Di sisi lain, perusahaan pertambangan mempertahankan rencana mereka dengan menunjukkan bahwa pengeboran cadangan mineral di darat bahkan lebih merusak ekosistem yang tertekan di planet ini. Argumennya, jika penggalian mineral kobalt, nikel, dan mangan difokuskan di darat, manusia akan semakin merusak lingkungan. Maka perusahaan lebih baik beralih ke laut dalam. 

Klaim tersebut ditolak oleh Weller. “Perusahaan-perusahaan ini menghadirkan penambangan laut dalam sebagai perbatasan baru tetapi mereka benar-benar bermaksud untuk menjadi perbatasan tambahan,” kata Weller. 

“Pasalnya, tidak satu pun dari perusahaan ini yang menyatakan bahwa jika mereka mulai menambang dasar laut dalam maka mereka akan berhenti menambang di darat. Itu hanya akan menambah kesengsaraan kita,” tambah Weller. 

Pakar kelautan prihatin dengan prospek operasi penambangan laut dalam yang dimulai dalam waktu dekat, menyusul keputusan negara bagian Nauru di Pulau Pasifik untuk mempercepat eksploitasi dasar laut. 

Pada bulan Juni 2021, Nauru memberi tahu Otoritas Dasar Laut Internasional (ISA) – yang bertanggung jawab untuk mengatur penambangan di wilayah di luar yurisdiksi nasional – tentang niatnya untuk mensponsori aplikasi eksploitasi untuk penambangan nodul di Pasifik.

Dengan demikian, Nauru memicu 'aturan dua tahun' – sebuah ketentuan hukum yang menciptakan hitungan mundur bagi ISA untuk mengadopsi serangkaian peraturan eksploitasi pertama untuk penambangan dasar laut dalam dan dapat menghasilkan lampu hijau untuk penambangan dasar laut dalam tahun ini.

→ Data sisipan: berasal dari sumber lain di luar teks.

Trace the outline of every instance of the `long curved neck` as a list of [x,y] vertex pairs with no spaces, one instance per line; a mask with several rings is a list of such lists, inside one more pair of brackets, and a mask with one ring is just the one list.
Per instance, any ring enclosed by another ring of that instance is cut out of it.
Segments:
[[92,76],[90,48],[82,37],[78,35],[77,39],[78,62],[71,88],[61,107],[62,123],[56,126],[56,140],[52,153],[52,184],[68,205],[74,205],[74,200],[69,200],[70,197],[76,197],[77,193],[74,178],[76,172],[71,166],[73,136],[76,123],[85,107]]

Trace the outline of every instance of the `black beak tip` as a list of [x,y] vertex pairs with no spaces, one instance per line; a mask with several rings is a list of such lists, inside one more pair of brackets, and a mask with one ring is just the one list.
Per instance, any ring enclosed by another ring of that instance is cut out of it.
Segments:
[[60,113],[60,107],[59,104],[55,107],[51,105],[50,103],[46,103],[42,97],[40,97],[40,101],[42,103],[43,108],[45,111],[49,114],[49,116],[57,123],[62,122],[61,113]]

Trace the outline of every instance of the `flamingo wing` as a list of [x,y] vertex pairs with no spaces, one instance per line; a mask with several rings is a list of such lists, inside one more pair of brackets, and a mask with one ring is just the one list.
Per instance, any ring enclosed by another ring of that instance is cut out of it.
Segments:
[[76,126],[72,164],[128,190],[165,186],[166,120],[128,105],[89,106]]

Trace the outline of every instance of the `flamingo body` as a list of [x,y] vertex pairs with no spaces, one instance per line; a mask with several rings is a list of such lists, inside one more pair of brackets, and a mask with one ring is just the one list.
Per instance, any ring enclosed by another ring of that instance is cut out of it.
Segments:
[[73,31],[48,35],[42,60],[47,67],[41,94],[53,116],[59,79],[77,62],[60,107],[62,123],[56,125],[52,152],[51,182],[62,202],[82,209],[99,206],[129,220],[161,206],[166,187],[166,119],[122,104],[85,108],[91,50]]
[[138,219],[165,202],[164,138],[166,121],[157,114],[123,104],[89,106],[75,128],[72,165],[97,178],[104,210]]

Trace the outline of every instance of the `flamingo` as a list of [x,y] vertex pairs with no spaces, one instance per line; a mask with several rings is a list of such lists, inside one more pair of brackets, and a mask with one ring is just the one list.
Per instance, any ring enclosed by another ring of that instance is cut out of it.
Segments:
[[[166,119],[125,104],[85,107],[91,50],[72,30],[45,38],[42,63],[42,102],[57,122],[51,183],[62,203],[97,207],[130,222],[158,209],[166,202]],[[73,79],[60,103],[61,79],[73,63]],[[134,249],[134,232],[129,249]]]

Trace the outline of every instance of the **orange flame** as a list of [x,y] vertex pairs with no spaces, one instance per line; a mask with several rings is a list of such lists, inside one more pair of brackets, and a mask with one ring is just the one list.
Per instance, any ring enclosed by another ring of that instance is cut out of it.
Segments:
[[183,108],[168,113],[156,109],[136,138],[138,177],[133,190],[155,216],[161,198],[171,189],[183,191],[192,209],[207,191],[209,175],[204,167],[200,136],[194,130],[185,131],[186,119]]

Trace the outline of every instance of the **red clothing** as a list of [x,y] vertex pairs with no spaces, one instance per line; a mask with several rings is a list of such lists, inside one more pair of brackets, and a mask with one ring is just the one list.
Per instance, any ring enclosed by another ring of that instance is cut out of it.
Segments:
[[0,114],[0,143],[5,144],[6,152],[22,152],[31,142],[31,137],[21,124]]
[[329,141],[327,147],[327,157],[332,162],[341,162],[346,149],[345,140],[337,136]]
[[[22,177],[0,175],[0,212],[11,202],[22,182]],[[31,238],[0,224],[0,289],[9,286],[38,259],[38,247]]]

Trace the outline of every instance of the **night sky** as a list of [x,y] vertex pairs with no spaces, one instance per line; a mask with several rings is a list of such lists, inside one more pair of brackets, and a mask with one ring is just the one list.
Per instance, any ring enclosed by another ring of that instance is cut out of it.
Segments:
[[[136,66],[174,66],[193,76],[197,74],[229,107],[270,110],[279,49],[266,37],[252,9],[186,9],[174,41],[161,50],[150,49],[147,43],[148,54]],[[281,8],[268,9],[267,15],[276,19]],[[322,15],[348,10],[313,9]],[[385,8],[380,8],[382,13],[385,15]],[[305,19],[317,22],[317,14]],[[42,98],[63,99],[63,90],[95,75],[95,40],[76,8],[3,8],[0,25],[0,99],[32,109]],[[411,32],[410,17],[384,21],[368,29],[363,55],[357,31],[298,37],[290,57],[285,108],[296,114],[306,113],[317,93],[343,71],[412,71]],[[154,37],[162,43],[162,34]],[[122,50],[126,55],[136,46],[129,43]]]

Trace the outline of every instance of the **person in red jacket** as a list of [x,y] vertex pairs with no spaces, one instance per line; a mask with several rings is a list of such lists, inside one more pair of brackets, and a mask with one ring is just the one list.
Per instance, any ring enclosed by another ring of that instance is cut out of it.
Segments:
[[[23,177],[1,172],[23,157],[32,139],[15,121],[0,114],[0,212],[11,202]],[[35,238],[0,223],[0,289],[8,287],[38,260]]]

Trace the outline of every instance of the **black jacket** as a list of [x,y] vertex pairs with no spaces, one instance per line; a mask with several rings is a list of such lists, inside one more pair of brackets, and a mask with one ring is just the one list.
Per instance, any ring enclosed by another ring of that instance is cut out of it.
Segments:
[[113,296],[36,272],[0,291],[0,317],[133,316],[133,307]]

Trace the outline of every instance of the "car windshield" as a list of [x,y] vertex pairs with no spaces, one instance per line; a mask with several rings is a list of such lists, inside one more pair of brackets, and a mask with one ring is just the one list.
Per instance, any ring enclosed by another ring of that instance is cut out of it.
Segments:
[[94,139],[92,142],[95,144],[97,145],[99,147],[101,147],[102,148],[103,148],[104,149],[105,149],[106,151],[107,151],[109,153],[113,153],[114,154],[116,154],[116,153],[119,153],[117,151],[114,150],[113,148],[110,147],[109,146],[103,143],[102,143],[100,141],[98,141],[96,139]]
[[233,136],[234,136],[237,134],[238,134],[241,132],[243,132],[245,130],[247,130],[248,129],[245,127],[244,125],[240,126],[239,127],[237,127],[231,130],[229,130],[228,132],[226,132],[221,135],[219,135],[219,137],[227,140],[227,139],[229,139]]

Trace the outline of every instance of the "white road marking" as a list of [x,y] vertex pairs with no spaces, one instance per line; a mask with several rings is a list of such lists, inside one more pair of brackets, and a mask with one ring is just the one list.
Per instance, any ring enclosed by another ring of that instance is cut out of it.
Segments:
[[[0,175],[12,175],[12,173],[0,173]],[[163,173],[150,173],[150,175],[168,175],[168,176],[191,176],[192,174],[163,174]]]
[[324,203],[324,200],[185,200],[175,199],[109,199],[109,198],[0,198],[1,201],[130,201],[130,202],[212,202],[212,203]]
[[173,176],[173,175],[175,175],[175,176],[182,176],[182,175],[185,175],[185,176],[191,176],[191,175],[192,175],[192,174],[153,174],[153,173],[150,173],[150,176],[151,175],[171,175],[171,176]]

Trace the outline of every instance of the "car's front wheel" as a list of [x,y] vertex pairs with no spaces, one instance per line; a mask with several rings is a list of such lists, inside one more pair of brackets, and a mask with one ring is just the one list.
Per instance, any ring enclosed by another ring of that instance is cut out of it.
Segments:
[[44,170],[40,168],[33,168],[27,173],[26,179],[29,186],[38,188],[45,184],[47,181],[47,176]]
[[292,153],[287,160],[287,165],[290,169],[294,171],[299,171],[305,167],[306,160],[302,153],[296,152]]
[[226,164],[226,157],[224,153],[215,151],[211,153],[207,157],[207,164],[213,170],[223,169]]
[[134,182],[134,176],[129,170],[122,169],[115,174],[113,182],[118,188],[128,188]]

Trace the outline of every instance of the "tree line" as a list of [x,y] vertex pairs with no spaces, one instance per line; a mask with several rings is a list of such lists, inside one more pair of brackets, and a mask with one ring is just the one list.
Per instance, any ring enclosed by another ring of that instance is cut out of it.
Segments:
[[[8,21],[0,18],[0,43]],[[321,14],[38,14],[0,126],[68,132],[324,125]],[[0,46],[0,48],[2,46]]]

Diskusi di antara 167 negara anggota ISA kini sedang berlangsung.

“Ini adalah tahun yang kritis,” kata Weller. “Perjanjian Laut Tinggi PBB yang baru disepakati menandakan pengakuan global yang jelas akan pentingnya konservasi laut, tetapi upaya kolaboratif masih diperlukan untuk mengerem penambangan laut dalam.”